Expect a monthly print edition beginning in February 2010.
Here’s the text of the press release:
The journalism programs at UNC-Chapel Hill and N.C. Central University have partnered with Durham civic and church leaders, volunteers and residents to launch the Northeast Central Durham Community VOICE, a community news publication serving Northeast Central Durham.
The first edition went online Sept. 24 at durhamvoice.org with neighborhood news, information, photos, videos and features provided by NCCU and UNC journalism students and local teens mentored by students and faculty.
Jock Lauterer, director of the Carolina Community Media Project at the
UNC School of Journalism and Mass Communication, is leading the effort
that began more than year ago as an idea from UNC Department of City and
Regional Planning students looking for ways to revitalize the 300-block
area known as “the bull’s eye” to Durham police and community
development officials for its high incidence of crime.

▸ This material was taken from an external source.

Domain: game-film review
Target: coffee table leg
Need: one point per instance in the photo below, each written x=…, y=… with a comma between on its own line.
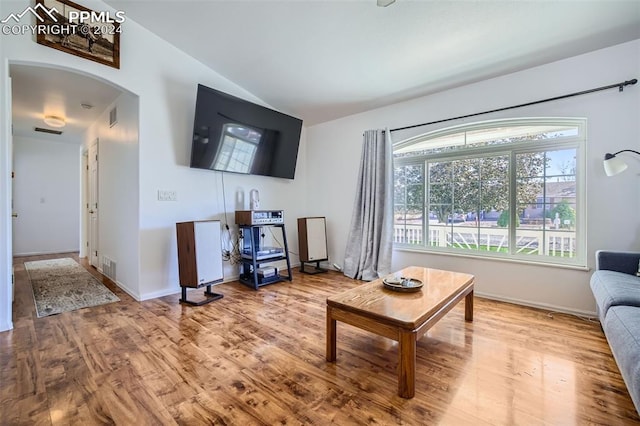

Lauterer believes that strong community media help strengthen
communities by encouraging a vital civic life and a developing a
positive sense of place. VOICE will be published bi-weekly online
through November and will add a monthly 24-page tabloid print edition in
February 2010. The Daily Tar Heel, UNC’s student newspaper, is covering
the costs of printing 2,000 copies monthly for the first year of
publication. VOICE will be distributed at neighborhood schools, churches
and businesses.
“We want to empower youth to create a single source for local news for
the Northeast Central Durham community,” Lauterer said. “And we hope the
young people putting out the paper will develop the skills to use their
voices effectively in civic discussions while expanding their education
and career options.”
VOICE recruited its youth staff primarily through a series of free,
on-site photography lessons taught at NECD’s Salvation Army Boys’ and
Girls’ Club, Seesaw Studio and the Durham Inner-City Garden.
The Z. Smith Reynolds Foundation provided early support with a $25,000
grant for computers, cameras and other equipment for the project.
Lauterer is negotiating space for a newsroom in the new Golden Belt
complex, and he is exploring partnership opportunities with the new
Union Independent School in the NECD neighborhood.